Masatoshi Nozaki et Seiki Katsuren, erpétologistes de l’Institut préfectoral de la santé et de l’environnement d’Okinawa, ont expliqué à Réveillez-vous ! qu’une morsure de habu ne crée pas chez l’homme d’immunité permanente au venin de ce serpent. Autrefois, les victimes devaient souvent être amputées, mais aujourd’hui ces cas sont rares, et les décès encore plus. Grâce aux médicaments et aux thérapeutiques actuelles, 95 % des victimes se rétablissent. Seules les personnes trop sûres d’elles ou trop éloignées d’un centre de secours risquent d’avoir de gros ennuis.
Habus à vendre
Le habu a peu d’ennemis naturels. Les chiens et les chats domestiques ont tendance à folâtrer avec lui. L’akamata (un serpent non venimeux), certaines belettes, le sanglier et le faucon figurent au nombre de ses prédateurs. La mangouste, introduite dans l’archipel pour lutter contre sa prolifération, n’a pas réussi à l’éliminer.

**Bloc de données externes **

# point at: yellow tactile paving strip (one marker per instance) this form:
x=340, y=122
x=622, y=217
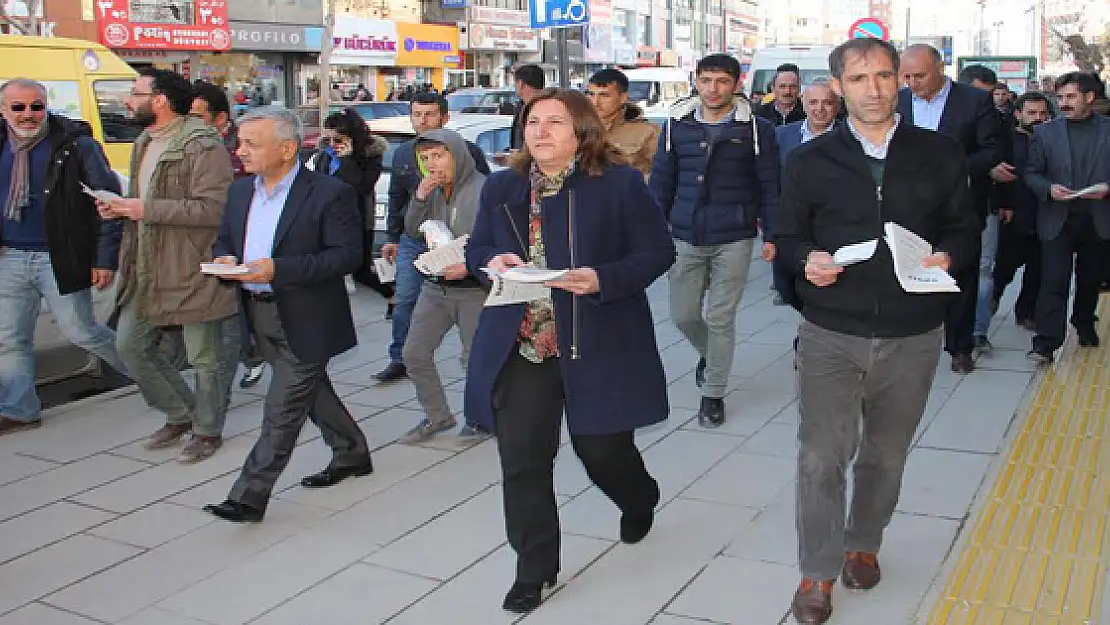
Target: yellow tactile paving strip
x=1036, y=552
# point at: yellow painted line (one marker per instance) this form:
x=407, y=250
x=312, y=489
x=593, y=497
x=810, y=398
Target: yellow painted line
x=1036, y=552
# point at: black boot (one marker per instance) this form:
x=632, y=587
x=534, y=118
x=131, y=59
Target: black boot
x=712, y=413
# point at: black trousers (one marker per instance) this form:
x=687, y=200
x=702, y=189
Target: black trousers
x=528, y=401
x=1079, y=240
x=1018, y=249
x=959, y=324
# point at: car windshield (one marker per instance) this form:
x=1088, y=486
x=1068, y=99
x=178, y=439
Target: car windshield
x=458, y=101
x=117, y=124
x=763, y=78
x=380, y=110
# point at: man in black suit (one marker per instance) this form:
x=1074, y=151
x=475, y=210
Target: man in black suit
x=932, y=101
x=298, y=233
x=1069, y=172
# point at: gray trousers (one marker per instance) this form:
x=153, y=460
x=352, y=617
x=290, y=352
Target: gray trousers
x=212, y=348
x=861, y=396
x=710, y=278
x=298, y=391
x=437, y=310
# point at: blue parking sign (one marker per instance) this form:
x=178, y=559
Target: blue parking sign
x=553, y=13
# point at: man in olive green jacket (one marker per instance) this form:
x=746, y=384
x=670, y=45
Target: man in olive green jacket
x=180, y=174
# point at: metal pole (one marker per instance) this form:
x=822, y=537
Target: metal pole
x=562, y=49
x=325, y=62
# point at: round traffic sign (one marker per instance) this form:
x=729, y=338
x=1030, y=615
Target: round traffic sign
x=869, y=28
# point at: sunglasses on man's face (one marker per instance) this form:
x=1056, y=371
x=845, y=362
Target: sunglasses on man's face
x=20, y=107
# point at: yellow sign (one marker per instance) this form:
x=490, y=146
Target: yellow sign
x=427, y=46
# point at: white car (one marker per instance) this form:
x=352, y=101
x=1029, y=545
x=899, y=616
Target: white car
x=491, y=133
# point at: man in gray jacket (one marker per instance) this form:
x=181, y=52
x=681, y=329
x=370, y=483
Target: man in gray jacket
x=450, y=194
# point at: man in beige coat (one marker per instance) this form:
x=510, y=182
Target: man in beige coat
x=180, y=174
x=635, y=138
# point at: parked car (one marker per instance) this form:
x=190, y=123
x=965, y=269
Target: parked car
x=370, y=111
x=494, y=102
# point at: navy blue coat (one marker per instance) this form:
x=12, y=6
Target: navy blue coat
x=318, y=242
x=714, y=194
x=616, y=384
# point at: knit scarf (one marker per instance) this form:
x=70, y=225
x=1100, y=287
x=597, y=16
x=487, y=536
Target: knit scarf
x=19, y=189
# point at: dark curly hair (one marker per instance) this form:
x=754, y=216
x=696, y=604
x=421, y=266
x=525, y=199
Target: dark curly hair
x=351, y=124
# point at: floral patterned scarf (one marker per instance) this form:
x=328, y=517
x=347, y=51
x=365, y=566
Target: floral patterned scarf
x=538, y=338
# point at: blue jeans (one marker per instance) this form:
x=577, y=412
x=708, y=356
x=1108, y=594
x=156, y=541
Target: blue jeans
x=212, y=348
x=26, y=279
x=407, y=285
x=982, y=312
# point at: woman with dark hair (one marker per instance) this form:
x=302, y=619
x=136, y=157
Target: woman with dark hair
x=350, y=152
x=586, y=345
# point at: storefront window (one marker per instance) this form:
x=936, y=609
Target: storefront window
x=251, y=80
x=113, y=114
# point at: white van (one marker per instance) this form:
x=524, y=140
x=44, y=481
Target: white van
x=656, y=89
x=813, y=61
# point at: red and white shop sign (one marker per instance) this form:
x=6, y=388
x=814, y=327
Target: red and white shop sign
x=163, y=24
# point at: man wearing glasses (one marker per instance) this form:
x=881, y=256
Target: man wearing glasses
x=180, y=174
x=52, y=243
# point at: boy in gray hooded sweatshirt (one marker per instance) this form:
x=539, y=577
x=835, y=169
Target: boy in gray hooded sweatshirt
x=448, y=193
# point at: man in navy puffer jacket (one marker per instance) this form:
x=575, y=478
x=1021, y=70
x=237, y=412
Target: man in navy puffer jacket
x=716, y=177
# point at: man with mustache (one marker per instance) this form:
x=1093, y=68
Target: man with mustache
x=1069, y=171
x=52, y=243
x=1017, y=241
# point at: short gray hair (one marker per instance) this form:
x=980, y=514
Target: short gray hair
x=286, y=122
x=26, y=83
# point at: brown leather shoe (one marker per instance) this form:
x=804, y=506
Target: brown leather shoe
x=860, y=571
x=813, y=602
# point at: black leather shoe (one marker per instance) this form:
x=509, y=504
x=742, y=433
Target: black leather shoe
x=699, y=373
x=234, y=512
x=392, y=373
x=333, y=475
x=524, y=597
x=712, y=413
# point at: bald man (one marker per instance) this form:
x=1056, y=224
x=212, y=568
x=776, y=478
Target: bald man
x=932, y=101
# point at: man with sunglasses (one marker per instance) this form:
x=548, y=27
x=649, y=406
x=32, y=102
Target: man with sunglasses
x=180, y=174
x=52, y=243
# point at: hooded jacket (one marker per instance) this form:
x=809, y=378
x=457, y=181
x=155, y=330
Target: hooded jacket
x=460, y=209
x=714, y=189
x=635, y=139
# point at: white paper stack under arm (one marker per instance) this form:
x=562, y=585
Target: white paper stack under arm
x=909, y=251
x=434, y=261
x=520, y=285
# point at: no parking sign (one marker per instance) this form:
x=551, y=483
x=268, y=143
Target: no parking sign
x=869, y=28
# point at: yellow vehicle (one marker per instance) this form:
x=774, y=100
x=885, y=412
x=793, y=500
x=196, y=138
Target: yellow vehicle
x=84, y=81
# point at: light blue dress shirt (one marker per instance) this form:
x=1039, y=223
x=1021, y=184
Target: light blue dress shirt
x=927, y=113
x=262, y=222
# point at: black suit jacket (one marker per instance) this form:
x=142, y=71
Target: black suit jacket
x=1050, y=163
x=970, y=118
x=319, y=241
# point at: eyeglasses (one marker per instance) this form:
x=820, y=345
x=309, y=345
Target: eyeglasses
x=20, y=107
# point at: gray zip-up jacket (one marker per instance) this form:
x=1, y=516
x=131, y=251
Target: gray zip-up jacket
x=460, y=210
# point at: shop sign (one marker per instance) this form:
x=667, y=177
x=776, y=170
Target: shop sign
x=275, y=38
x=508, y=17
x=490, y=37
x=426, y=46
x=168, y=24
x=362, y=41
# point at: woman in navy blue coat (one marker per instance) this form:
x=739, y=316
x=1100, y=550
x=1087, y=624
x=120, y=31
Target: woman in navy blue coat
x=588, y=348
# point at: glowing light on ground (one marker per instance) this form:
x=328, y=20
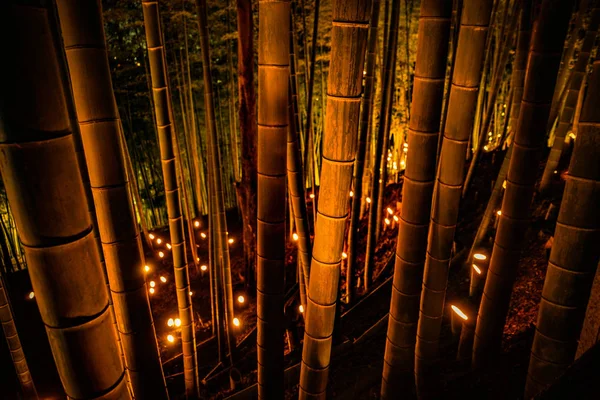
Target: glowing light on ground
x=459, y=312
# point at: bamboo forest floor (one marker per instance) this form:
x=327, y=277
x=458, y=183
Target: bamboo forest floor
x=357, y=362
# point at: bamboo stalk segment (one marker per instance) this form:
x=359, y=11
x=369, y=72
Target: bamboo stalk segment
x=575, y=254
x=349, y=40
x=430, y=72
x=166, y=131
x=45, y=189
x=544, y=57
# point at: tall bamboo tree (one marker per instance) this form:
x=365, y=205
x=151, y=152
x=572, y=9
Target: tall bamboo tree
x=568, y=108
x=166, y=131
x=544, y=56
x=9, y=328
x=474, y=25
x=366, y=117
x=575, y=253
x=382, y=132
x=85, y=47
x=348, y=44
x=273, y=83
x=45, y=189
x=247, y=119
x=430, y=73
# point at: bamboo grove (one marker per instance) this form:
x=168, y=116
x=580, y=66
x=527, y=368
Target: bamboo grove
x=299, y=198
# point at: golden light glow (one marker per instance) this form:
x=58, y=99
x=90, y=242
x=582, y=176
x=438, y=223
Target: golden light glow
x=479, y=256
x=459, y=312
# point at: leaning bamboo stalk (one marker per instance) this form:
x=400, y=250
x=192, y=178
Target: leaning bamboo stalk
x=543, y=60
x=273, y=83
x=349, y=42
x=97, y=114
x=575, y=254
x=382, y=131
x=14, y=345
x=474, y=28
x=45, y=189
x=166, y=131
x=568, y=110
x=419, y=176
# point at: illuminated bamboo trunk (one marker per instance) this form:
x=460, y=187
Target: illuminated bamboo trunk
x=575, y=253
x=566, y=115
x=295, y=177
x=470, y=50
x=45, y=191
x=382, y=131
x=544, y=56
x=348, y=44
x=366, y=118
x=491, y=100
x=14, y=345
x=85, y=47
x=215, y=163
x=517, y=78
x=166, y=131
x=419, y=175
x=273, y=98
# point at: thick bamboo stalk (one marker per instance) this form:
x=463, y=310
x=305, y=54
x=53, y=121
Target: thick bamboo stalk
x=575, y=253
x=87, y=58
x=430, y=73
x=366, y=118
x=295, y=176
x=273, y=98
x=382, y=131
x=14, y=345
x=474, y=26
x=45, y=189
x=166, y=131
x=215, y=164
x=544, y=56
x=348, y=44
x=577, y=76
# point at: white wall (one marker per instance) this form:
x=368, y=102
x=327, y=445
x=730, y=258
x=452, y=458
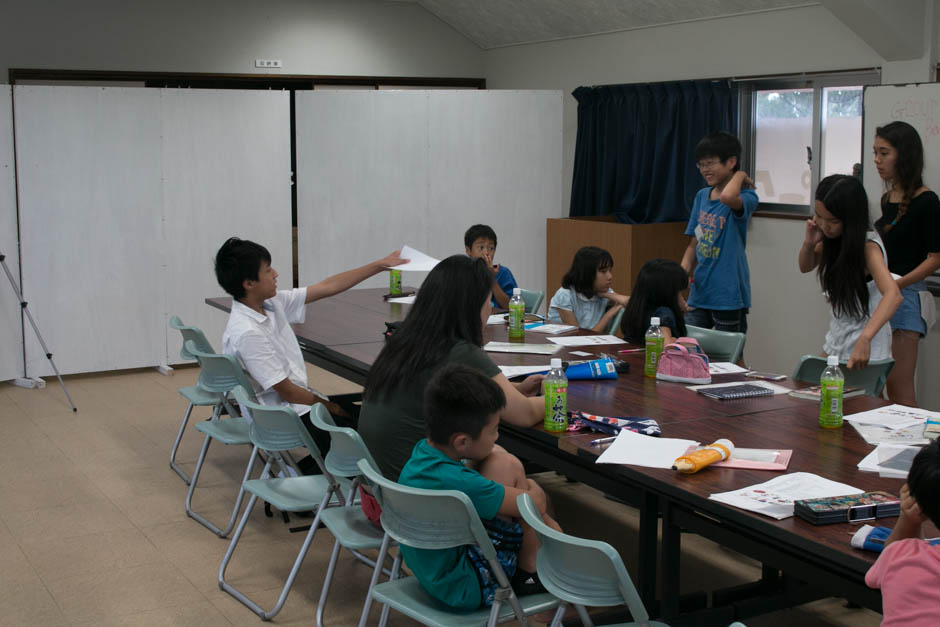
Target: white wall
x=338, y=37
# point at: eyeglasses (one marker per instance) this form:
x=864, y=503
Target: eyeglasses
x=708, y=165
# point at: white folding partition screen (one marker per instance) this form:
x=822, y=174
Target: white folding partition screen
x=377, y=169
x=125, y=195
x=11, y=336
x=226, y=166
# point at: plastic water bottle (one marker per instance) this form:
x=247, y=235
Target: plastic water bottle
x=831, y=384
x=655, y=343
x=394, y=282
x=555, y=388
x=516, y=316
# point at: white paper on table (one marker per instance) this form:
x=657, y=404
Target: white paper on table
x=644, y=450
x=509, y=347
x=724, y=367
x=778, y=389
x=417, y=260
x=518, y=371
x=876, y=434
x=586, y=340
x=775, y=498
x=893, y=416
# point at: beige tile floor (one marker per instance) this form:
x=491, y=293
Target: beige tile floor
x=93, y=530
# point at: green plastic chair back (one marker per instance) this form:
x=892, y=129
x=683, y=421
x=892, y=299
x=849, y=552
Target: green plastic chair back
x=220, y=373
x=615, y=323
x=429, y=519
x=346, y=446
x=718, y=345
x=273, y=427
x=872, y=378
x=579, y=571
x=533, y=300
x=190, y=334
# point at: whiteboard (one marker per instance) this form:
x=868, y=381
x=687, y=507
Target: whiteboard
x=919, y=106
x=226, y=172
x=91, y=229
x=11, y=335
x=378, y=169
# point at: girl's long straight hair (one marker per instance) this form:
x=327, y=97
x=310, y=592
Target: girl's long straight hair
x=446, y=311
x=842, y=268
x=657, y=285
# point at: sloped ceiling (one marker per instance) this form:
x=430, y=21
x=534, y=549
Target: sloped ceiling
x=498, y=23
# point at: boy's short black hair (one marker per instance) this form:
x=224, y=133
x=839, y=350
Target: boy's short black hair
x=719, y=144
x=239, y=260
x=459, y=399
x=923, y=480
x=477, y=231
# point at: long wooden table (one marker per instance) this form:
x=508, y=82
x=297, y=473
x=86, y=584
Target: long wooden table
x=801, y=562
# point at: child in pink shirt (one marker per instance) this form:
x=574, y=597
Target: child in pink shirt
x=908, y=570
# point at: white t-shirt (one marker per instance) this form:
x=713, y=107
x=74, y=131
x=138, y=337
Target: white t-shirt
x=266, y=347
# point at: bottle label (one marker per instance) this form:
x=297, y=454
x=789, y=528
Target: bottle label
x=516, y=322
x=394, y=282
x=654, y=348
x=556, y=406
x=830, y=404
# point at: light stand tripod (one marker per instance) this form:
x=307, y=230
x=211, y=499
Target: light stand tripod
x=29, y=316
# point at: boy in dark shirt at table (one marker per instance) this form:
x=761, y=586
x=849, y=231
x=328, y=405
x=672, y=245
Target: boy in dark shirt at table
x=462, y=409
x=480, y=242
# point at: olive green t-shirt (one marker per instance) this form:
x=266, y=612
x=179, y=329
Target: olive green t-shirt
x=393, y=425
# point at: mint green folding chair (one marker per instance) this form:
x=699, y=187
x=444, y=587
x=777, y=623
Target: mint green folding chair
x=438, y=519
x=582, y=573
x=718, y=345
x=349, y=525
x=872, y=377
x=197, y=395
x=533, y=300
x=276, y=430
x=220, y=375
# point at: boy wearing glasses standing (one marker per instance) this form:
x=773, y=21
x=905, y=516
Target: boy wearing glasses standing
x=720, y=285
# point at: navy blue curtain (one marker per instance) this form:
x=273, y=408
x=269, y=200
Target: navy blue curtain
x=634, y=152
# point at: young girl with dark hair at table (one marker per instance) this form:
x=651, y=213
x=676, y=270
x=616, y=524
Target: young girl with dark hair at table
x=585, y=298
x=910, y=227
x=657, y=293
x=908, y=570
x=852, y=270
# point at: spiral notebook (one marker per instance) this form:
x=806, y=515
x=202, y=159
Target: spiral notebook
x=734, y=392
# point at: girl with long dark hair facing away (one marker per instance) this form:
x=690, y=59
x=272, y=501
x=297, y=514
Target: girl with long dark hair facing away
x=910, y=227
x=444, y=326
x=657, y=293
x=852, y=270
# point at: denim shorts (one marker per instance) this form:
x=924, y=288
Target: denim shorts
x=734, y=320
x=908, y=314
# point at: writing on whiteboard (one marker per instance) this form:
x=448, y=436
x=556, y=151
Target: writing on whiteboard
x=921, y=114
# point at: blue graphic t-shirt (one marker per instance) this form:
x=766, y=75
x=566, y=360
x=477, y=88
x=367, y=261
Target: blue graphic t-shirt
x=722, y=278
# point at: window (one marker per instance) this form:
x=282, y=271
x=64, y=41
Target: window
x=797, y=132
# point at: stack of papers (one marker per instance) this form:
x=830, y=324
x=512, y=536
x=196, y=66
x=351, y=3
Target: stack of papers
x=775, y=498
x=890, y=460
x=643, y=450
x=586, y=340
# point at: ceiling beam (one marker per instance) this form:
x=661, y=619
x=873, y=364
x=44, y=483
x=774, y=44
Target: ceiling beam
x=895, y=30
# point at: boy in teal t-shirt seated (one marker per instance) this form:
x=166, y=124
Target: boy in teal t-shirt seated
x=462, y=408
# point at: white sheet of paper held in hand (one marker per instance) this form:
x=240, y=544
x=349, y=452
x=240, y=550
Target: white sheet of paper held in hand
x=417, y=260
x=644, y=450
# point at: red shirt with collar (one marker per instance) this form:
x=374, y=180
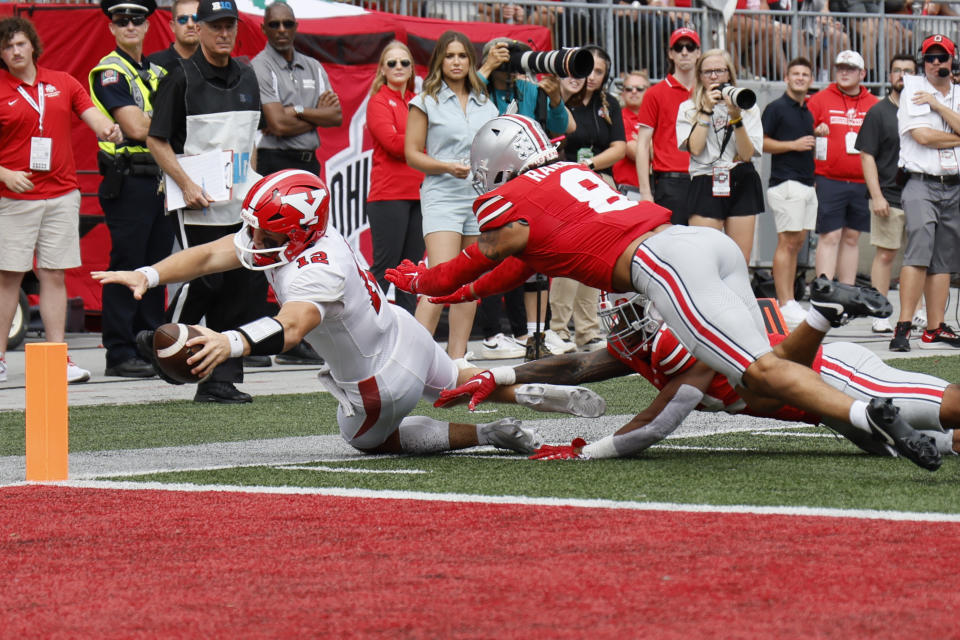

Des ennemis naturels du habu, l’homme est le plus dangereux. Comme les villageois évoqués en introduction, beaucoup s’empressent de l’attraper dès qu’il pointe le bout du museau. La manœuvre est risquée, mais la tentation est trop forte quand la valeur marchande du habu oscille entre 400 et 500 francs pièce.
Comment le habu est-il utilisé ? On le recycle en solution ou en poudre consommées comme médicaments. Beaucoup en font (au sens propre) une bête de scène qui attire les touristes. Bien sûr, sa peau est transformée en porte-monnaie et en ceintures, et le venin sert à la préparation de sérum antitoxique. Quoi qu’il en soit, le mot d’ordre reste le suivant : évitez les habus.
[Illustration, page 10]
Un habu avec ses “ seringues ”. La mâchoire inférieure se démet pour permettre le passage des grosses proies.